Nie sieją, nie orzą, a mnożą!
Pozdro.
r
realista666
Nie mają żadnych korzyści?! Co w łapę nikt nie daje? Macie służyć ludziom urzędasy, a nie dbać o korzyści. Nie prowadzicie firmy tylko urząd miejski. Od zysków macie spółki miejskie w których poupychaliście swoje rodziny i znajomych.
t
tata
W nawiązaniu do komentarza "Rozgwiżdżone myślenie" chciałbym zaznaczyć, że osoby prowadzące niepubliczne przedszkola prowadzą działalność gospodarczą i normalnie zarabiają. (nawiasem mówiąc, bardzo dobrze)
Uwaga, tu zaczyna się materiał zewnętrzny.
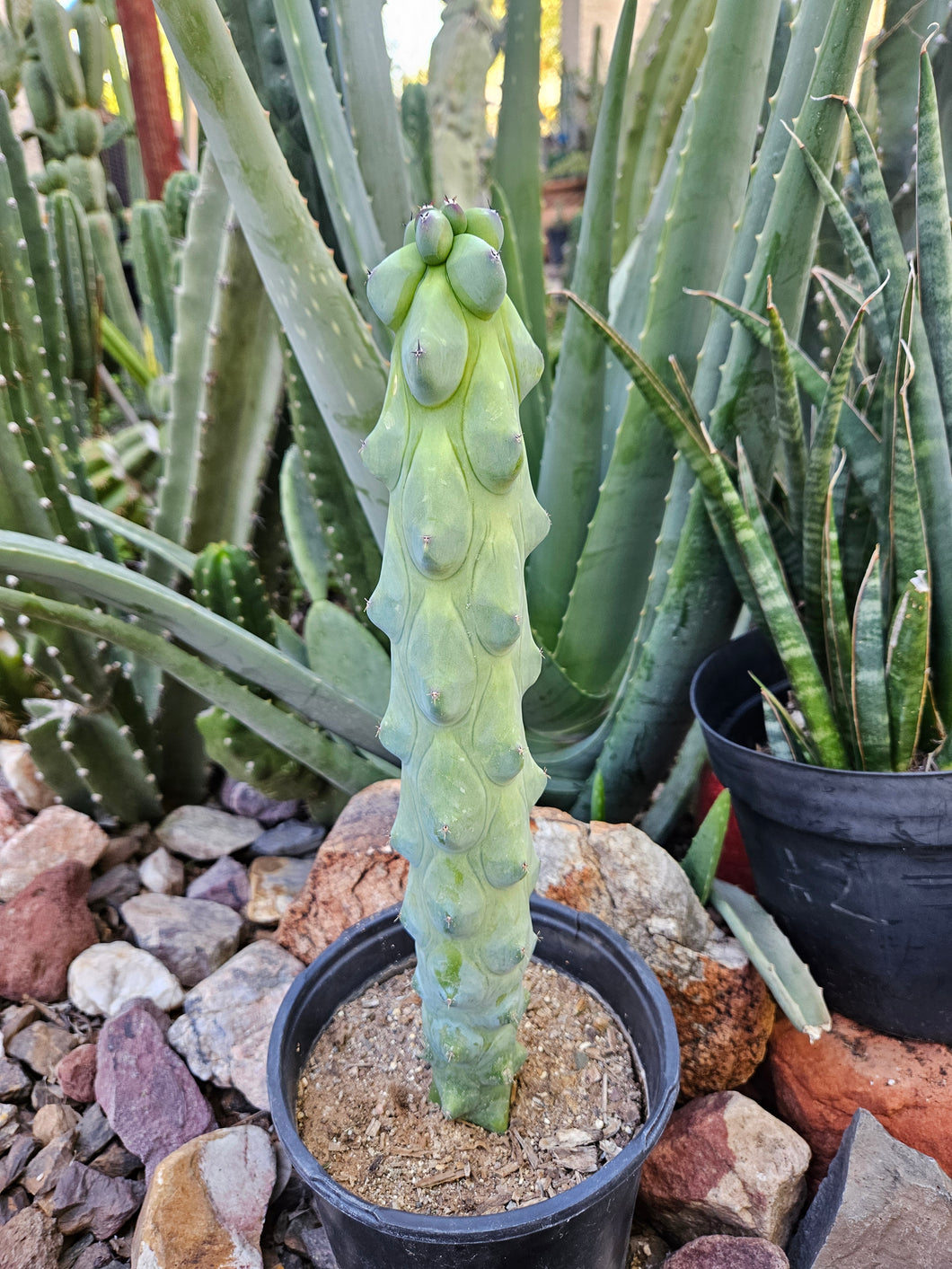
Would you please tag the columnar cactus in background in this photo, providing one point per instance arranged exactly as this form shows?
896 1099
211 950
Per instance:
451 596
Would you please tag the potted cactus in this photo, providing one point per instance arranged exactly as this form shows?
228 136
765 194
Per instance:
832 724
451 598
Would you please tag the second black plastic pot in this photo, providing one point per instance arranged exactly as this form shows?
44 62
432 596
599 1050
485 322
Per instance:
586 1226
854 866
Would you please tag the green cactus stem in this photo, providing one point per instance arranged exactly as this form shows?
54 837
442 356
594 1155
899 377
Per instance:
451 598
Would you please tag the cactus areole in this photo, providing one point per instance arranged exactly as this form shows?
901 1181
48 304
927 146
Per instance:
451 598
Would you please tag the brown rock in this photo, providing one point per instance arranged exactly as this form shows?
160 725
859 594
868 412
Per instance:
76 1074
720 1251
721 1005
207 1201
725 1165
56 835
31 1238
905 1084
42 930
52 1121
356 873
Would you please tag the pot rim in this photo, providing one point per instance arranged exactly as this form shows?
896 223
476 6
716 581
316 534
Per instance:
807 771
524 1220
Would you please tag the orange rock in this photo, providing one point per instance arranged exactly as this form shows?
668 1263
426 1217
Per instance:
905 1084
721 1005
357 873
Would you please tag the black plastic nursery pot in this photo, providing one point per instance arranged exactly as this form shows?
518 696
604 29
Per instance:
856 867
586 1226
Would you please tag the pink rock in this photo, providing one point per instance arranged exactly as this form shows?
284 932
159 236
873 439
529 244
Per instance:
146 1090
725 1165
42 930
720 1251
76 1074
56 835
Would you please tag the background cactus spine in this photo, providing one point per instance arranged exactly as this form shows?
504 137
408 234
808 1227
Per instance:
451 598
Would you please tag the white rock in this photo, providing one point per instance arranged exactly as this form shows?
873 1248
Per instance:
108 974
190 936
226 1022
163 873
205 834
276 882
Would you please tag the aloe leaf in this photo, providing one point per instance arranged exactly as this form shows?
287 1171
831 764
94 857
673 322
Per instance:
242 377
355 227
212 636
705 850
335 761
906 537
715 163
150 543
770 949
372 114
817 480
908 669
570 467
934 242
871 713
779 226
325 328
516 171
854 246
789 419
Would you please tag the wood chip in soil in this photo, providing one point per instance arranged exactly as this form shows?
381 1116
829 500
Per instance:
363 1108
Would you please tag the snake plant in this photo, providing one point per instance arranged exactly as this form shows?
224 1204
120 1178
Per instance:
847 564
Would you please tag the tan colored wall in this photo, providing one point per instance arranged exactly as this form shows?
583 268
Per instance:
579 22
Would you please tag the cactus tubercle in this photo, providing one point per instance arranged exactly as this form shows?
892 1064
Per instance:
451 596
W tej chwili jest nierówne traktowanie przedszkoli, ponieważ są prywatne prowadzone w obiektach własnych lub dzierżawionych, gdzie miasto im nie remontuje i dopłaca do tych nieruchomości. Więc to stoi na głowie, i jest po prostu nie równa konkurencja. To jest niesprawiedliwość. Gdyby tak to miało funkcjonować to moja firma też niech skorzysta z dopłaty do dzierżawionej komunalnej nieruchomości i wszystkie remonty niech pokrywa gmina jako właściciel. Ja będą tylko zarabiał i liczył zyski. Gdyby te przedszkola były bezpłatne lub opłaty były na prawdę symboliczne (np. 100 zł czesne z jedzeniem) to ok. mogą być zwolnieni z opłat dzierżawy i remontów. Ale płaci się nawet kilkaset złotych miesięcznie, tak jak w innych, więc stać właścicieli przedszkoli niepublicznych prowadzonych w obiektach miejskich, żeby płacili dzierżawę i sami ponosili koszty remontów. Stać na to inne przedszkola, gdzie opłaty są podobne więc dlaczego ktoś ma mieć przywileje.
a
areligijny
Jerzy Gwiżdż to ten co zamówił 3 msze intencyjne żeby wybory na prezydenta wygrał Lech Wałęsa po raz drugi?
No to macie niefart! W następnych wyborach nie głosujcie na bogoojczyźnianych!
Przysłowie: Polak mądry po szkodzie!
Pozdrawiam
A
Anek
Czyli drugimi drzwiami wchodzi ksiądz, już chciał podarunek od miasta więc nastąpiła cisza, a teraz w majestacie prawa. Prawo Pani Jawor.
Z wodociągami bedzie podobnie, podwyżka cen to tylko przedsmak tego co nas czeka.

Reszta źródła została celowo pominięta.